Even though it seems like divorce is happening all the time (over 50% of all marriages end in divorce and that number is even higher with celebrities and the entertainment business), there’s still the occasional surprise, like Angelina Jolie’s announcement yesterday which shocked the airwaves and “broke the internet”.
Some celebrity marriages seem more solid than others, but the break up of Brangelina reminds us all that we don’t actually know what is going on behind closed doors; the fans just see what’s happening in the limelight. We only get a glimpse of the trailer, not the whole script.
The “once upon a time” aspect of this Hollywood romance that everyone loved was the Jolie-Pitt modern Brady Bunch style family and how they seemed to make it work. But, now that it isn’t working, there are six young children whose worlds are going to change, no matter how glamorous it might be. At this point the most important thing for Brad and Angelina to do is to focus on what’s best for the children. And, based on their public statements it seems they are both working towards that.

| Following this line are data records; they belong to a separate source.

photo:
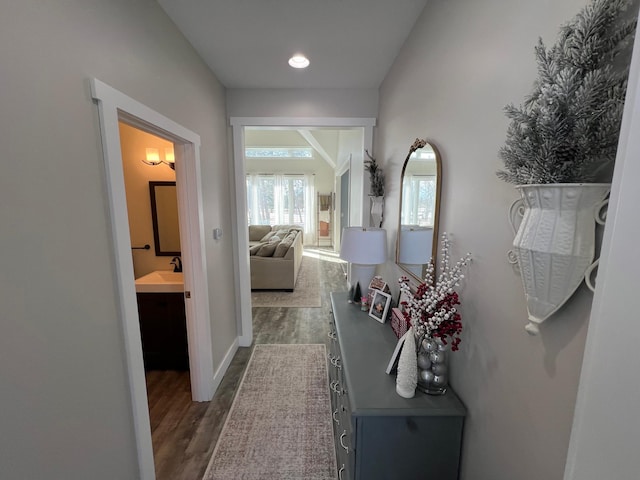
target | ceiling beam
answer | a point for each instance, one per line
(308, 136)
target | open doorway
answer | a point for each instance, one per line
(115, 107)
(357, 195)
(154, 227)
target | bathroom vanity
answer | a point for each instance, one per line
(163, 325)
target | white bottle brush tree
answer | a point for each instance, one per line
(567, 129)
(407, 378)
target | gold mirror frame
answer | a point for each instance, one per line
(417, 271)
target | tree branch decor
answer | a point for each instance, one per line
(432, 309)
(376, 176)
(567, 129)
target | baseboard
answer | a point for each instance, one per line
(222, 369)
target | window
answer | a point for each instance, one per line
(280, 152)
(279, 200)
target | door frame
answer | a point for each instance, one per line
(240, 231)
(114, 106)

At Divorce Doctor we see families from all walks of life that are dealing with similar situations as the Jolie-Pitt family. Here are four ways that we encourage our families to experience a Better Divorce and how to focus on their children for Better Parenting through the difficult time of divorce:
In any relationship communication is important. But in a situation of divorce, communication is pivotal if you are to re-define what your new “family” is to become. It’s not just about the communication between the parents, it’s also about communication with the kids. Give your children an honest —but kid-friendly— explanation when they ask questions about the divorce. Younger children will need less details, while the older kids might need more. Let them know about changes in their living environment, school, activities, etc. But don’t overwhelm them with too many details. Assure them that you will deal with the current changes together. And don’t forget to tell them that you love them and that even though you are getting divorced, you are not divorcing them.
- Validate Emotions:
With the children’s ages ranging from 7-14, there are a lot of different stages of development under one roof at the Jolie-Pitt house. Accordingly, the children will understand divorce differently and experience different emotions. It’s important to validate all the emotions your children are experiencing about the divorce, and encourage them to express them in healthy ways. It’s appropriate to have feelings of anger, frustration, fear, confusion, and even excitement. Emotions can be projected in all directions during the confusion of separation and divorce; parents should be ready to accept and acknowledge a full spectrum of feelings.
- Maintain Routines:
We are creatures of habit for a reason. Children thrive with routine and it’s more important than ever to maintain day-to-day rhythms when change is at hand. Anxiety develops when life is unpredictable; kids like to know the basic plan from one day to the next. When parents are divorcing, children’s imaginations can overwhelm them with all of the unknown changes in their future, but daily routine provides a reliable structure that assures them that their world is still intact in lots of predictable ways. When one parent moves to a new residence, it’s important that routines are maintained. If that’s impossible, invite the child(ren) to be a part of creating a new routine. It can be a collaborative process that feels like an art project if drawing some visual aids will be helpful for everyone.
- Create Togetherness:
Keeping the family together even when it’s falling apart can be extremely difficult for adults who are separating but it is incredibly important to demonstrate a united front for the children. Time together should happen however and whenever possible, parents should strive to have family time with all members of the unit. It’s important to demonstrate that a divorce is about dissolving a marriage, not about dissolving the family. Making the effort to be together as a “family” for outings, school events, birthdays, and holiday celebrations will show the children that you mean it and that they mean the most to you.